Lo que a mí me calma, a ti te estresa (y a la inversa)
A estas alturas, querida suscriptora, no te extrañará que te diga que escribo estas letras desde el aeropuerto. Esto, que ya podemos llamar costumbre, es producto de que 1) Estoy viajando mucho estas semanas y 2) Este rato es el oasis que me proporciona la calma necesaria para escribir. Quizás te parezca curioso que en medio del batiburrillo aeroportuario, de toda la gente que va y viene, de los niños que gritan, de las chavalas que corren a su puerta de embarque porque ay que perdemos el vuelo yo reciba a las musas, conecte con mis entresijos y sienta cómo la historia que te quiero contar recorre el espacio que va de mi cerebro a mis deditos pasando por el esternón y haciendo parada en mis tripas.

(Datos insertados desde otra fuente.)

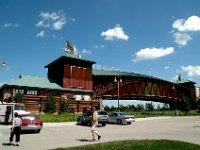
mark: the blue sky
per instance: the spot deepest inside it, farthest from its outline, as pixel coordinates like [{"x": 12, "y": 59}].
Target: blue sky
[{"x": 152, "y": 37}]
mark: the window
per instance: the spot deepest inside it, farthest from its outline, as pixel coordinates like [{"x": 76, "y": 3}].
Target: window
[
  {"x": 32, "y": 92},
  {"x": 18, "y": 91}
]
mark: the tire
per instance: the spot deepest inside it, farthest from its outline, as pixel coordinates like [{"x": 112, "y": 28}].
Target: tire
[
  {"x": 38, "y": 130},
  {"x": 103, "y": 124},
  {"x": 119, "y": 121}
]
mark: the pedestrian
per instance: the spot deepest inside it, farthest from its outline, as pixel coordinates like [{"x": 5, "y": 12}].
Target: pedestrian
[
  {"x": 94, "y": 122},
  {"x": 16, "y": 128}
]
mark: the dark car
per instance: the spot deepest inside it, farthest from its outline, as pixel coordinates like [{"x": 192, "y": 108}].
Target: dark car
[
  {"x": 121, "y": 118},
  {"x": 30, "y": 122},
  {"x": 85, "y": 119}
]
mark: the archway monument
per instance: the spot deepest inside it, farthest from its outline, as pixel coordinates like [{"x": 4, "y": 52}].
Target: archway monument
[{"x": 117, "y": 85}]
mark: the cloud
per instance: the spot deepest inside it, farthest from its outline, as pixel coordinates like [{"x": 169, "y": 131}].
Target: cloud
[
  {"x": 7, "y": 25},
  {"x": 40, "y": 34},
  {"x": 53, "y": 20},
  {"x": 115, "y": 33},
  {"x": 99, "y": 46},
  {"x": 167, "y": 67},
  {"x": 86, "y": 52},
  {"x": 191, "y": 24},
  {"x": 182, "y": 38},
  {"x": 152, "y": 53},
  {"x": 184, "y": 26},
  {"x": 191, "y": 70}
]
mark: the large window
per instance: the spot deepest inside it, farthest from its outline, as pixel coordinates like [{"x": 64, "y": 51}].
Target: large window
[{"x": 32, "y": 92}]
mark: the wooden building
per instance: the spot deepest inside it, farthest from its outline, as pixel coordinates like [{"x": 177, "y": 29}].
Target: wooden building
[{"x": 68, "y": 77}]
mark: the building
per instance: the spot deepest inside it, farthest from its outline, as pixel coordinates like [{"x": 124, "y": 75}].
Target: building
[{"x": 68, "y": 77}]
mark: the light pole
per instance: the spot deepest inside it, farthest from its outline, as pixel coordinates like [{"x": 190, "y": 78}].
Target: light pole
[
  {"x": 175, "y": 101},
  {"x": 3, "y": 65},
  {"x": 118, "y": 80}
]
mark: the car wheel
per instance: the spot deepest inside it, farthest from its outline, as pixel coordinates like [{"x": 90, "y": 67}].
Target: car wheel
[
  {"x": 119, "y": 121},
  {"x": 38, "y": 130},
  {"x": 103, "y": 124}
]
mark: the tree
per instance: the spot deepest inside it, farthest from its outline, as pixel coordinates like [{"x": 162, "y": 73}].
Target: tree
[
  {"x": 50, "y": 104},
  {"x": 185, "y": 105},
  {"x": 149, "y": 106},
  {"x": 19, "y": 98},
  {"x": 63, "y": 105},
  {"x": 198, "y": 104}
]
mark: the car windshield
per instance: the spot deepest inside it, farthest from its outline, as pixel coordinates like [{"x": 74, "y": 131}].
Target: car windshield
[
  {"x": 102, "y": 113},
  {"x": 123, "y": 114},
  {"x": 28, "y": 117}
]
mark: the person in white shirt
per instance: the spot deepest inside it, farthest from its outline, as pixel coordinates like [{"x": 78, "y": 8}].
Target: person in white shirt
[
  {"x": 94, "y": 124},
  {"x": 16, "y": 128}
]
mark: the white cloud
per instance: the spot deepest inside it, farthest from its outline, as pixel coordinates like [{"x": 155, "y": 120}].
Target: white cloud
[
  {"x": 191, "y": 24},
  {"x": 86, "y": 52},
  {"x": 152, "y": 53},
  {"x": 167, "y": 67},
  {"x": 99, "y": 46},
  {"x": 191, "y": 70},
  {"x": 40, "y": 34},
  {"x": 182, "y": 38},
  {"x": 53, "y": 20},
  {"x": 115, "y": 33},
  {"x": 6, "y": 25}
]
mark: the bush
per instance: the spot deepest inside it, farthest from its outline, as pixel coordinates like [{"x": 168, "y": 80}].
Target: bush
[{"x": 50, "y": 104}]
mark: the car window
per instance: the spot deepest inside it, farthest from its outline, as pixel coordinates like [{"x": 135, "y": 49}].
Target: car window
[
  {"x": 102, "y": 113},
  {"x": 29, "y": 117},
  {"x": 123, "y": 114}
]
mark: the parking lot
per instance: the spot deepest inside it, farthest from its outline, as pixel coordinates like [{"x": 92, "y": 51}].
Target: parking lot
[{"x": 55, "y": 135}]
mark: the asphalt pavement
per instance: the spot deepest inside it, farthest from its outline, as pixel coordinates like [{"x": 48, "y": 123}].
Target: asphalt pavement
[{"x": 67, "y": 134}]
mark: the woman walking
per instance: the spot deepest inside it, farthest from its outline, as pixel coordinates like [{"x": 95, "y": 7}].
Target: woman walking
[
  {"x": 16, "y": 128},
  {"x": 94, "y": 124}
]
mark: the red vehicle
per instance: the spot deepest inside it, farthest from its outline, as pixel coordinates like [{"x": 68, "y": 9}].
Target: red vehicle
[
  {"x": 7, "y": 111},
  {"x": 30, "y": 122}
]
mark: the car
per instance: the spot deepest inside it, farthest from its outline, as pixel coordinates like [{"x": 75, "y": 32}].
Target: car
[
  {"x": 30, "y": 122},
  {"x": 85, "y": 119},
  {"x": 120, "y": 118}
]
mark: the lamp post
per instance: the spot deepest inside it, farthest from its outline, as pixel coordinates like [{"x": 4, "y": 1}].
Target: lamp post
[
  {"x": 175, "y": 101},
  {"x": 3, "y": 65},
  {"x": 118, "y": 80}
]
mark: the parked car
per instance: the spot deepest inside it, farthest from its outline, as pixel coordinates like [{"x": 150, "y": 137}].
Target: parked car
[
  {"x": 85, "y": 119},
  {"x": 120, "y": 118},
  {"x": 31, "y": 122}
]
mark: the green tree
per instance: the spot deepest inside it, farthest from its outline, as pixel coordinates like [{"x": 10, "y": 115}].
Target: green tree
[
  {"x": 149, "y": 106},
  {"x": 198, "y": 104},
  {"x": 185, "y": 105},
  {"x": 50, "y": 104},
  {"x": 63, "y": 105},
  {"x": 19, "y": 98}
]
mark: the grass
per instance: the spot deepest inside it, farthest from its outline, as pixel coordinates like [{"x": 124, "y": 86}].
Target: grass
[
  {"x": 65, "y": 117},
  {"x": 138, "y": 145},
  {"x": 68, "y": 117}
]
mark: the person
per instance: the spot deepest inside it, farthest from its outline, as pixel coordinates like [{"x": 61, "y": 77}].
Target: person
[
  {"x": 15, "y": 129},
  {"x": 94, "y": 122}
]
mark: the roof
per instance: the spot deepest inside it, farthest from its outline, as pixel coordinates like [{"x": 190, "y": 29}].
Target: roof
[
  {"x": 39, "y": 82},
  {"x": 70, "y": 58},
  {"x": 116, "y": 73}
]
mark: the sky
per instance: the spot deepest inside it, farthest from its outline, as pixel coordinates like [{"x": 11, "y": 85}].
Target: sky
[{"x": 160, "y": 38}]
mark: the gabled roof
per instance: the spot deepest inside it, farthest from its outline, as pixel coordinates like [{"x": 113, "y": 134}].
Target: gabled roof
[
  {"x": 69, "y": 58},
  {"x": 116, "y": 73},
  {"x": 39, "y": 82}
]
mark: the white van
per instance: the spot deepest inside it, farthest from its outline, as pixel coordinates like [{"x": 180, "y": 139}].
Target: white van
[{"x": 7, "y": 111}]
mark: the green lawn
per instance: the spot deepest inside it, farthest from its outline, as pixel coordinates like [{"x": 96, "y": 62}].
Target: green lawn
[{"x": 138, "y": 145}]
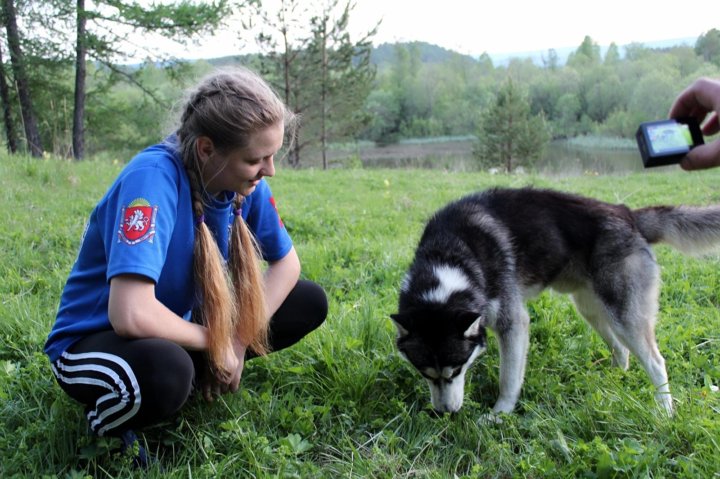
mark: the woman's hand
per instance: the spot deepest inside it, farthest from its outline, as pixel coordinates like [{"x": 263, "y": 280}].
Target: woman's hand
[{"x": 227, "y": 380}]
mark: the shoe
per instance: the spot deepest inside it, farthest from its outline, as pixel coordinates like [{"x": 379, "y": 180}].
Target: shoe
[{"x": 140, "y": 455}]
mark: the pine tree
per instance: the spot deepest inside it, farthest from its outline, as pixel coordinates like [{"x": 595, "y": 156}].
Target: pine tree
[{"x": 509, "y": 135}]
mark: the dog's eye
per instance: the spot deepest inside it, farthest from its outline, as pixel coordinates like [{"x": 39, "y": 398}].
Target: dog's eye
[{"x": 429, "y": 373}]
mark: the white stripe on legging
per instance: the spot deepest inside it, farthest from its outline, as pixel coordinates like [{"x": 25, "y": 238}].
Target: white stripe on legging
[{"x": 123, "y": 398}]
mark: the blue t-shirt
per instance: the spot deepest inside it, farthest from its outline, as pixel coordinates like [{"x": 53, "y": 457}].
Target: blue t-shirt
[{"x": 144, "y": 225}]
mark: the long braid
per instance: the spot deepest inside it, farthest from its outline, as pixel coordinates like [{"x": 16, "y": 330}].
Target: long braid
[
  {"x": 248, "y": 282},
  {"x": 218, "y": 311}
]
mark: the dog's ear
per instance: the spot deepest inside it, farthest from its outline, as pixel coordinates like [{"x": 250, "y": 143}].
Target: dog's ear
[
  {"x": 470, "y": 323},
  {"x": 401, "y": 323}
]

A mí también me extraña, porque cuando estoy en casa o en la oficina necesito silencio absoluto, ninguna presencia, temperatura perfecta o no hay manera de arrancar.
Pero es que mi calma es consecuencia, en gran parte, de la inspiración, de las historias, y un aeropuerto es la cuna de todas las historias. Si no que se lo cuenten al creador de “Love Actually”. Idas, venidas, encuentros, despedidas, risas, caras de mala hostia. Lo que ves y lo que intuyes. Lo que muestran y lo que me invento. Este sarao a mí me deja los chakras planchaditos y brillantes. A otras, probablemente las desquicie vivas y encuentren ese remanso en el campo, en la playa, en su habitación. El caso es encontrar el tuyo, porque copiar el ajeno no funciona, ya te lo digo.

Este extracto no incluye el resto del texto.